As many parents know, the catchment areas of schools these days – and probably always have been – can be summed up as “if you you don’t live within walking distance to the school, you won’t get in”.

With this being the case, why is that so many parents or carers decide to continually drive their young to school on a daily basis?

I would suggest the investment in our public transport these days has become exceptional. It is frequent and reliable – although many would choose to dispute that – and the added benefit of tracking it through smartphone apps mean we are constantly updated.

I put the driving to school down to laziness rather than a necessity.

Possible reasons why:

  • Moving further out as soon as the child has been allocated a school place, taking advantage of maximised property prices
  • “I need to make other drop-offs”
  • “I won’t get to work on time”

On the first point, this means some families are denying children living in close proximity to their closest school a place, thus making them travel further afield and having a detrimental impact on the immediate community. This just isn’t right.

Our borough’s primary education system has an abundance of excellent, enthusiastic, passionate teachers that have turned our schools into arguably some of the best in the country, making the options ever more attractive.

Positive impact and suggestions/ideas:

  • Local retired residents might like to get involved by supporting/marshalling the school roads
  • Local businesses.
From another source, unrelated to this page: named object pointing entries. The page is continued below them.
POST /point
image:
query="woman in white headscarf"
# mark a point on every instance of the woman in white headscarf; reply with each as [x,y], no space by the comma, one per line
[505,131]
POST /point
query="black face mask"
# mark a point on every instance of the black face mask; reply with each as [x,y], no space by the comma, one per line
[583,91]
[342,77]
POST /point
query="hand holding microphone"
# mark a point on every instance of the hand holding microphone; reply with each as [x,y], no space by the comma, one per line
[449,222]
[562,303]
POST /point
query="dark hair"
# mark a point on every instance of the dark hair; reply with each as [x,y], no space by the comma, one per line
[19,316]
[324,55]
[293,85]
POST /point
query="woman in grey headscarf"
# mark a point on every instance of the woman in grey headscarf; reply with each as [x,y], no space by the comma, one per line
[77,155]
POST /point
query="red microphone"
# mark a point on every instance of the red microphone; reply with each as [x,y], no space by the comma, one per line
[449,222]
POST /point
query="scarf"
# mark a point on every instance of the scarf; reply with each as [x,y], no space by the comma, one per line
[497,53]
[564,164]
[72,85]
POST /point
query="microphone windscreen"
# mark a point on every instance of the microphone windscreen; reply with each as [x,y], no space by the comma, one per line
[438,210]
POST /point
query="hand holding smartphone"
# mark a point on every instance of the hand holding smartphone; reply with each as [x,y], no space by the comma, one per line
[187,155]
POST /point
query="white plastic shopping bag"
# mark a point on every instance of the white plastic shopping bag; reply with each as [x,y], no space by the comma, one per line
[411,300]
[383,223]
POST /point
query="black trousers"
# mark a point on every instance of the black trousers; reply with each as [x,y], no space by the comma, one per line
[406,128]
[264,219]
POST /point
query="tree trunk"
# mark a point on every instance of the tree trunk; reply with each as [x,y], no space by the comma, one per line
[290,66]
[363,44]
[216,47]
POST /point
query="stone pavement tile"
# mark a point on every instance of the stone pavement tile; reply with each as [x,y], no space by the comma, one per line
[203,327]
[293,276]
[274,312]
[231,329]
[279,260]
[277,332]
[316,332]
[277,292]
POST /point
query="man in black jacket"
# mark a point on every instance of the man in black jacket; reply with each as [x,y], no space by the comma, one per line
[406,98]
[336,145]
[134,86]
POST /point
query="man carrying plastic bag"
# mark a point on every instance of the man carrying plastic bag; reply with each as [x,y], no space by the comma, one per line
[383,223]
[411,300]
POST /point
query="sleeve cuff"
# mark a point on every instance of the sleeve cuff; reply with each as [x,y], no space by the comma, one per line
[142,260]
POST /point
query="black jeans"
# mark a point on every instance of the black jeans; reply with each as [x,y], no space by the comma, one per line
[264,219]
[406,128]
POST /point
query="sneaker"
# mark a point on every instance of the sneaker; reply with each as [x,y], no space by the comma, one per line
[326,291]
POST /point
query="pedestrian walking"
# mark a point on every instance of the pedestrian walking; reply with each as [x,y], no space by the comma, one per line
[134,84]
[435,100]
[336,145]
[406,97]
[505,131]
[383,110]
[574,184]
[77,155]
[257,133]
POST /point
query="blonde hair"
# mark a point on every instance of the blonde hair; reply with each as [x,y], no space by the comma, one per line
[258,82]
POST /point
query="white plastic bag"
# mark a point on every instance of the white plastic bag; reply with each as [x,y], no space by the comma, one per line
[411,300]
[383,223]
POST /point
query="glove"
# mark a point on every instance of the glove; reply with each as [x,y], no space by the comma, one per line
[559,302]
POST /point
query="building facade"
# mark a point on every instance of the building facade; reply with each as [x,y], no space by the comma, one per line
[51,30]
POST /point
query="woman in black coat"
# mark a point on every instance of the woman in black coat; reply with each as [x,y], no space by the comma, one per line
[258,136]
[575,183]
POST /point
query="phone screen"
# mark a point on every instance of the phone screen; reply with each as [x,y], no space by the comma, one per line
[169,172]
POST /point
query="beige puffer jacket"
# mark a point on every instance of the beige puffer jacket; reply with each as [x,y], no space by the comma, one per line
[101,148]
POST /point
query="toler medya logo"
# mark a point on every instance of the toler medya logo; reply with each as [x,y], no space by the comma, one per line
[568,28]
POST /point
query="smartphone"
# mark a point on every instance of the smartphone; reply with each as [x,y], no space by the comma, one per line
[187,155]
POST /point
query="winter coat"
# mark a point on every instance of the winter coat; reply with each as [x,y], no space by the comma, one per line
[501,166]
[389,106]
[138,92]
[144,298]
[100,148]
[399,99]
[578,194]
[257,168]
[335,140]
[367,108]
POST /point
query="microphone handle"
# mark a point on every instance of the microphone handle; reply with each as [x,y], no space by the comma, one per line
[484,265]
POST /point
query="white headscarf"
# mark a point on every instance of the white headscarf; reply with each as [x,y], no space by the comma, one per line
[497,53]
There’s an opportunity here to grow our community, as some of the local shops might find a way to promote their businesses through pop-up shops before and after school.

We all like to think we have an interest in the environment. But we choose to ignore the easiest thing to do and one that would make a huge difference. School run traffic has been chaotic and at times unsustainable for local residents, some of whom adjust their schedules around the inconvenience of the double parking.

Let’s start making a real difference to those little lungs. It could also help the older ones too. School by school, class by class, year by year, we could make a positive change – just like the one our teachers have made to an increasingly popular borough.

It shouldn’t just be be a one-off poster to stick to the school gates, it needs to be embraced and properly implemented.